Hi, I have this dynamic allocation of shared memory on my kernel code:
[codebox]extern shared char array3;
global void aKernel(int* d_a, int* d_b, …){
__shared__ int s_a;
__shared__ int s_b;
if(threadIdx.x == 0){
s_a = *(d_a+0);
s_b = *(d_b+0);
}
__syncthreads();
float* s_c = (float*)array3;
float* s_d = (float*)&s_c[s_a];
float* s_e = (float*)&s_d[s_a];
float* s_f = (float*)&s_e[s_a];
float* s_g = (float*)&s_f[s_a/s_b];
float* s_h = (float*)&s_g[s_a/s_b];
…
}[/codebox]
The kernel call code is:
[codebox]memory = sizeof(float)s_a3+sizeof(float)*(s_a/s_b)*3;
aKernel<<< grid, block, memory >>>(d_a, d_b, …);[/codebox]

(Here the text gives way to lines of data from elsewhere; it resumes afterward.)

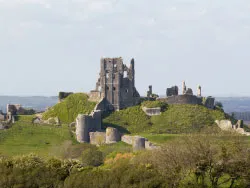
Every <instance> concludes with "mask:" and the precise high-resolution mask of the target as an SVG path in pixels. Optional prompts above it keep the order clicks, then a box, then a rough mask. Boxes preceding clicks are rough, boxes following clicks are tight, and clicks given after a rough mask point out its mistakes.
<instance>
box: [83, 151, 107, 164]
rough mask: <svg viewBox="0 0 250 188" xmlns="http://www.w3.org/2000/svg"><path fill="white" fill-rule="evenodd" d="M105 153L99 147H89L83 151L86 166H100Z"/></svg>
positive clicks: (83, 155) (83, 154)
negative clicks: (103, 152)
mask: <svg viewBox="0 0 250 188" xmlns="http://www.w3.org/2000/svg"><path fill="white" fill-rule="evenodd" d="M103 160H104V159H103V154H102V152H101V151H99V150H97V148H89V149H86V150H85V151H83V152H82V164H83V165H84V166H100V165H101V164H103Z"/></svg>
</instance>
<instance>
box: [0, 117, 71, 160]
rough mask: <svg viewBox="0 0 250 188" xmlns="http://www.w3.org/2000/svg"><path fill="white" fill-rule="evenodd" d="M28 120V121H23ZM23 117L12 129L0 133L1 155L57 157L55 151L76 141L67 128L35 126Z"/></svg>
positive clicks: (0, 149)
mask: <svg viewBox="0 0 250 188" xmlns="http://www.w3.org/2000/svg"><path fill="white" fill-rule="evenodd" d="M24 119H26V121H23V120H24ZM27 119H29V117H23V118H22V120H19V121H18V122H17V123H15V124H14V125H13V127H11V128H10V129H7V130H2V131H0V153H1V154H2V155H7V156H13V155H23V154H28V153H36V154H39V155H42V156H49V155H52V154H53V155H54V154H55V155H56V153H54V152H53V151H54V150H55V149H56V148H58V147H60V146H61V145H62V143H64V142H65V141H67V140H68V141H72V142H73V141H74V139H73V137H72V135H71V134H70V132H69V129H68V127H67V126H61V127H56V126H49V125H42V126H41V125H33V124H32V123H31V122H29V121H27Z"/></svg>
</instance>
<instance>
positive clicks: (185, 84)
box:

Then I get the following error on compile:
1>./c:\cuda\include\device_functions.h(1330): Error: Unaligned memory accesses not supported
When not using dynamic allocation in that kernel, no compilation errors appear and the execution runs successfully. I have other kernels in my code using the same technique to allocate shared memory, but none of them presents this problem. I think the problematic line is probably this: ‘float* s_c = (float*)array3;’.
Could someone please help me to solve this? Thanks.